Tutti i miei sbagli
Pubblicato soli quattro mesi prima del passaggio al 2000, Microchip emozionale ha raggiunto un obiettivo fino a quel punto soltanto sfiorato dalla pur vitale scena alternativa italiana: assorbire le nuove direzioni della club culture e dell’elettronica (trip hop, drum and bass, garage) e – con un approccio da rock band – declinarle dentro strutture riconoscibili e stimolanti per il gusto italiano del tempo, facendone materia popolare.

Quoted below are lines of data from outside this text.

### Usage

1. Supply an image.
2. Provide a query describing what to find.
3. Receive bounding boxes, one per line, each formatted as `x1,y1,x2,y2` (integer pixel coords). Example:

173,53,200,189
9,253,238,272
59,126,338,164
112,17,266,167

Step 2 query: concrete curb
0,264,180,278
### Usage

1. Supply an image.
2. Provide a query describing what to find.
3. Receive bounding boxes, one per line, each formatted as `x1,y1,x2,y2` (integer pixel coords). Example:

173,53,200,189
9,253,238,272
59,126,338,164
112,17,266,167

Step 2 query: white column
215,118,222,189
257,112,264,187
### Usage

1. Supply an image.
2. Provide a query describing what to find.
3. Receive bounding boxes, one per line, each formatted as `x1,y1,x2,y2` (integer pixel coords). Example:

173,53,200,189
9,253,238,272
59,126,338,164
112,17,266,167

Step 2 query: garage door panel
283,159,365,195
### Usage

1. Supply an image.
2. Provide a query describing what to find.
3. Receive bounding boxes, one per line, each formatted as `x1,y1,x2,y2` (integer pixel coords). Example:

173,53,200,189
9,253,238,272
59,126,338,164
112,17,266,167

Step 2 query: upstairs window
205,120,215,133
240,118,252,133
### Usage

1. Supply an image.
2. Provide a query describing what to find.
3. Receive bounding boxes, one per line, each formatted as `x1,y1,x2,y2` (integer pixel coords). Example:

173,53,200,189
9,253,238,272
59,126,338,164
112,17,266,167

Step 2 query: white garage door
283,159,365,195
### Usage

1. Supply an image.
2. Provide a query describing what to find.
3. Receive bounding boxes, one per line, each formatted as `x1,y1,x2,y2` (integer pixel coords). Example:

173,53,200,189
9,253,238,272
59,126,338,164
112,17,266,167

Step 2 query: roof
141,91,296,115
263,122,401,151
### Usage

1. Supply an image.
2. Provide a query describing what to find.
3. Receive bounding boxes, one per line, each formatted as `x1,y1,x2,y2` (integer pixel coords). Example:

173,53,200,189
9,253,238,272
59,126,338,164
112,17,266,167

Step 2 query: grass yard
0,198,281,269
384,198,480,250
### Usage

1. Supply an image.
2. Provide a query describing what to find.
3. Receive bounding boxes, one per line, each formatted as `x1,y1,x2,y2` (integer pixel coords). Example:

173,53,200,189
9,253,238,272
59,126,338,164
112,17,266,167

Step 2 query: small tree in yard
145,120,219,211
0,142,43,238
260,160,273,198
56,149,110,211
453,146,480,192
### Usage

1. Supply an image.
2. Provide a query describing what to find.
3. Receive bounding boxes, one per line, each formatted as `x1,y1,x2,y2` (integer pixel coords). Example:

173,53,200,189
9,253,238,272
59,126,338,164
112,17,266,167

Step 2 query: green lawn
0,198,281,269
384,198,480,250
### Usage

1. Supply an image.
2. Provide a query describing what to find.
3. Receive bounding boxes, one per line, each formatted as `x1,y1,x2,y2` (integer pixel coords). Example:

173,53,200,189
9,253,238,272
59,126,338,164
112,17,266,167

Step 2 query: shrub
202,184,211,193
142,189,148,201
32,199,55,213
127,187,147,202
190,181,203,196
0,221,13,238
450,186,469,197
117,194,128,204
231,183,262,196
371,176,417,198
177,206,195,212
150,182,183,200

Dando corpo nei testi a un’immaginario futuribile ma già presente (ibridazioni uomo-macchina, fascino dell’inorganico, nuove sostanze per compensare nuove patologie), ingrigito da un’oscurità opprimente che rappresenta l’azione di poteri oscuri e globali, cromaticamente sempre più simile alla nostra provincia deformata a metropoli (il paesaggio ispiratore dell’album è la Torino pre-olimpica), Microchip emozionale è riuscito a imporsi come album-simbolo del salto nel vuoto del nuovo millennio. Paura, ebbrezza e vertigine: tutto è confluito in una tracklist dove ogni brano è diventato un classico, tuttora piatto forte dei concerti della band e, in qualche modo, una catena a cui resteranno a lungo legati, soffrendone quasi la notorietà, l’imponenza, l’aura di culto con il quale fare i conti ad aeternum.
Qualche anno dopo la canzone Benzina Ogoshi tenterà, tra ironia e autoanalisi, di esorcizzare la questione (mettendo in musica le critiche dei fan della prima ora diventati hater: “Non siete riusciti a bissare / Microchip emozionale”), ma è soprattutto l’edizione celebrativa che viene pubblicata nel novembre 2019 a mettere una sorta di chiosa finale al rapporto della band con il disco: riprendendo la straordinaria idea di Registrazioni moderne, l’album che celebrò il ritorno di Antonella Ruggiero con una rivisitazione pionieristica e innovativa del repertorio dei Matia Bazar in compagnia della meglio gioventù alternativa degli anni Novanta (compresi gli stessi Subsonica), la band ha affidato la tracklist a voci e mani di artisti che oggi hanno grosso modo l’età dei membri dei Subsonica al tempo di Microchip, e in qualche modo ne hanno seguito le tracce, ciascuno alla sua maniera: Motta, Coez, Willie Peyote, Cosmo, Fast Animals and Slow Kids, Nitro, Gemitaiz, Elisa, Achille Lauro, Lo Stato Sociale, Ensi, Myss Keta e i Coma Cose, chiamati a dare voce alla Aurora di Aurora sogna in una versione che rivela l’eccezionale anima visionaria del brano.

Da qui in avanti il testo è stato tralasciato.